Невыносимо думать о том, что он будет вынужден сделать свои супружеские отношения достоянием гласности. Пока нет более веских доказательств, не надо верить в это, ведь он не станет наказывать самого себя. И всё же в глубине души Сомс верил.
Луна бросала сероватый отблеск на его фигуру, прижавшуюся к стене.
Босини влюблён в неё. Он ненавидит этого человека и не намерен теперь щадить его. Он имеет право отказаться и откажется платить, не даст ни одного пенни сверх двенадцати тысяч пятидесяти фунтов – крайней суммы, установленной в письме. Нет, лучше заплатить! Заплатить, а потом предъявить ему иск и взыскать убытки. Он пойдёт к «Джоблингу и Боултеру» и поручит им вести дело. Он разорит этого оборванца! И вдруг – но разве существовала какая-нибудь связь между этими двумя мыслями? – Сомс подумал, что у Ирэн тоже нет средств. Оба нищие. И эта мысль принесла ему странное удовлетворение.
Тишину нарушил лёгкий скрип за стеной. Наконец-то она легла! А! Приятных сновидений! Пусть даже распахнёт настежь двери, теперь он всё равно не войдёт.
Но его губы, по которым пробежала горькая усмешка, дрогнули; он закрыл глаза руками…

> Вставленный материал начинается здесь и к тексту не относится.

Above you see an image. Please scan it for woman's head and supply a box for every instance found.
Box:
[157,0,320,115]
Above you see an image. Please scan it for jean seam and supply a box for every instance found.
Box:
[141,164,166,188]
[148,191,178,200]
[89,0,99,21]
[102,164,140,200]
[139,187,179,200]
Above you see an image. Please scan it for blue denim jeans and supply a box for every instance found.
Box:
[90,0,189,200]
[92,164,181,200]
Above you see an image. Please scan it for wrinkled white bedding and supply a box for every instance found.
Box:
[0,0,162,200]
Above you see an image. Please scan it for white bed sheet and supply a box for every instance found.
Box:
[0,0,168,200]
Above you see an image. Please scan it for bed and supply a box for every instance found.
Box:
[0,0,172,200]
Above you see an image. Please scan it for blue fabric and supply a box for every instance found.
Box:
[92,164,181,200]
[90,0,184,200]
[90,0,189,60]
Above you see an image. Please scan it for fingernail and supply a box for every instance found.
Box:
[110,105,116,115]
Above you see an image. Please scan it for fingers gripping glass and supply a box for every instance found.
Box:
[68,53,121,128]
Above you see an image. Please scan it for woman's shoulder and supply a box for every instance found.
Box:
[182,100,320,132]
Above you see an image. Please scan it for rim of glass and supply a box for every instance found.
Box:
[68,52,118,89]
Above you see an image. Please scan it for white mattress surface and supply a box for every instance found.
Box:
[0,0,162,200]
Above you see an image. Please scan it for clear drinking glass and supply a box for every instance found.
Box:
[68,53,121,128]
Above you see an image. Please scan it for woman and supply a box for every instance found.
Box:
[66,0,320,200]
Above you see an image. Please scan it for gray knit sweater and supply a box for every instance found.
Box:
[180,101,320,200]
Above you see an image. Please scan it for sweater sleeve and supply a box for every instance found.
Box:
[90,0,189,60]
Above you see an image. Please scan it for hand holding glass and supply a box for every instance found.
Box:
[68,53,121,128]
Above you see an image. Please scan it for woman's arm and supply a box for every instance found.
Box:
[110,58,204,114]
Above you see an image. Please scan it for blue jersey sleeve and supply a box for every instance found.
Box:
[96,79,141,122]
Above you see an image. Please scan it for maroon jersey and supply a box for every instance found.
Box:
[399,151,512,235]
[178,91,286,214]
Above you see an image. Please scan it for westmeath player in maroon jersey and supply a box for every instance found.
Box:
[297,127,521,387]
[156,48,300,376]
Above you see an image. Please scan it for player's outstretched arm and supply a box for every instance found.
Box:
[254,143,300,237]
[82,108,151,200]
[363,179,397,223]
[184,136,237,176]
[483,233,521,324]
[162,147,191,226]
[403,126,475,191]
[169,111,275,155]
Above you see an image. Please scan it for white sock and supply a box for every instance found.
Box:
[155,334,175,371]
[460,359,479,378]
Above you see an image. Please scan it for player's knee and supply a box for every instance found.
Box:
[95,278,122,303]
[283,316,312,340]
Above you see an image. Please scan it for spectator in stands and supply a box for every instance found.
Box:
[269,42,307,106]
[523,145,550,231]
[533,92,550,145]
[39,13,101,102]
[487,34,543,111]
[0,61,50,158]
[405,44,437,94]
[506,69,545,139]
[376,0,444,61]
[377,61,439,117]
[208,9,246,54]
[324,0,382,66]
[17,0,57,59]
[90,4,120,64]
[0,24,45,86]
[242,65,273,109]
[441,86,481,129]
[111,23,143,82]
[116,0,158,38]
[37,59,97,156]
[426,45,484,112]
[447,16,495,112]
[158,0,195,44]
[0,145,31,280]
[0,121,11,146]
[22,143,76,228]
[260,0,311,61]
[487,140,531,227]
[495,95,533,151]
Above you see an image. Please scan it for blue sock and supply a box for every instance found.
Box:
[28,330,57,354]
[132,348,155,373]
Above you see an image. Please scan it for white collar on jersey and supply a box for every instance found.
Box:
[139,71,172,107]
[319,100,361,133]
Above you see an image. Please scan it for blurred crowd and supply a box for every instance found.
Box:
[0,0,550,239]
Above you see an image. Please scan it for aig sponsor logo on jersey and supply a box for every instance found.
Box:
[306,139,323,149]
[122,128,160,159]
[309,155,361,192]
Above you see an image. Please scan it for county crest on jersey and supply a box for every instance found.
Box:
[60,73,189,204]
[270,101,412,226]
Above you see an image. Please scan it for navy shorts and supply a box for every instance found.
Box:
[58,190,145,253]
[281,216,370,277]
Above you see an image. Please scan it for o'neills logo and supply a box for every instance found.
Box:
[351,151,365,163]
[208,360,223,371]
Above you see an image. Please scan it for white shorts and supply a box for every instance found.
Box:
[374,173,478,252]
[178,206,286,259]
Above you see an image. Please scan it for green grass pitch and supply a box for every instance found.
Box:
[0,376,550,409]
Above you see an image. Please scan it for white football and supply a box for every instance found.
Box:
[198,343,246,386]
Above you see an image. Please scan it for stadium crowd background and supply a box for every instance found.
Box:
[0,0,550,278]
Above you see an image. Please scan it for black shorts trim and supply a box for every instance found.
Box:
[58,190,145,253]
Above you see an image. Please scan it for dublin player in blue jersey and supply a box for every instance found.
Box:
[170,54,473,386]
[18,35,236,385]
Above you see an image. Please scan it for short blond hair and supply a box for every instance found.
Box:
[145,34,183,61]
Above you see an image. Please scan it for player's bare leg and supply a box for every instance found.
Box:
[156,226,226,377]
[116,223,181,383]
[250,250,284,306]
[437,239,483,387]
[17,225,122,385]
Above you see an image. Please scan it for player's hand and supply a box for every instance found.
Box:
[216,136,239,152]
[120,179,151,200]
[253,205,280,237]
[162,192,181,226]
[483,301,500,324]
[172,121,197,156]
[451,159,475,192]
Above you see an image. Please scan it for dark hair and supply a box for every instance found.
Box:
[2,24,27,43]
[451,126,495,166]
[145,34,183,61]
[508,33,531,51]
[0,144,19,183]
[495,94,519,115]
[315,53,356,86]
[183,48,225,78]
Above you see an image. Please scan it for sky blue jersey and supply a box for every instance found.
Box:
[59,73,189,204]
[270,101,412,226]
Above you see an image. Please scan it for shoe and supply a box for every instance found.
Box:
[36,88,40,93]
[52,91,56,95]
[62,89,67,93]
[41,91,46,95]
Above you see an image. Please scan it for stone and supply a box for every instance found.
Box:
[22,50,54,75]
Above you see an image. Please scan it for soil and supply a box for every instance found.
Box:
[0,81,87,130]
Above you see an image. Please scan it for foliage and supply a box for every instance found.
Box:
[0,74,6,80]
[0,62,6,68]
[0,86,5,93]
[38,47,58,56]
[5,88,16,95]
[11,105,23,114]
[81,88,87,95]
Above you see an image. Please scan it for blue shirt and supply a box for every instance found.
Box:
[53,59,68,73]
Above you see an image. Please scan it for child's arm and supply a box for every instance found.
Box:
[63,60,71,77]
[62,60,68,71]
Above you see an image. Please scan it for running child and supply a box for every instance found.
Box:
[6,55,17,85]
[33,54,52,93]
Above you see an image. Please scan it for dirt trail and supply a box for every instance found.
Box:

Вечер был уже близок, когда на следующий день Сомс остановился у окна столовой и хмуро посмотрел на сквер.
Солнце все ещё заливало платаны, и на лёгком ветерке широкие яркие листья блестели в лучах, танцуя под звуки шарманки, игравшей на углу. Уныло отстукивая такт, шарманка играла вальс, старинный вальс, уже вышедший из моды; играла, играла без конца, хотя только одни листья танцевали под эту музыку.
У женщины, вертевшей ручку шарманки, вид был невесёлый, устала, должно быть; из окон высоких домов не бросили ни одного медяка. Она подняла шарманку и, пройдя три дома, снова заиграла.
Это был тот самый вальс, под который на балу у Роджера танцевали Ирэн с Босини; и вместе с коварной музыкой Сомс услышал запах гардений, как тогда на балу, когда мимо него промелькнули отливающие золотом волосы и мягкие глаза Ирэн, увлекавшие Босини все дальше и дальше по бесконечному залу.
Женщина медленно вертела ручку; она играла свой вальс весь день – играла на Слоун-стрит, играла, может быть, и для Босини.
Сомс отошёл, взял папиросу из резного ящичка и снова вернулся к окну. Мелодия гипнотизировала его, и вдруг он увидел Ирэн; держа в руке нераскрытый зонтик, она быстро шла через сквер к дому; этой лёгкой розовой кофточки с широкими рукавами Сомс ещё ни разу не видел на ней. Она остановилась около шарманки, вынула кошелёк и протянула женщине монету.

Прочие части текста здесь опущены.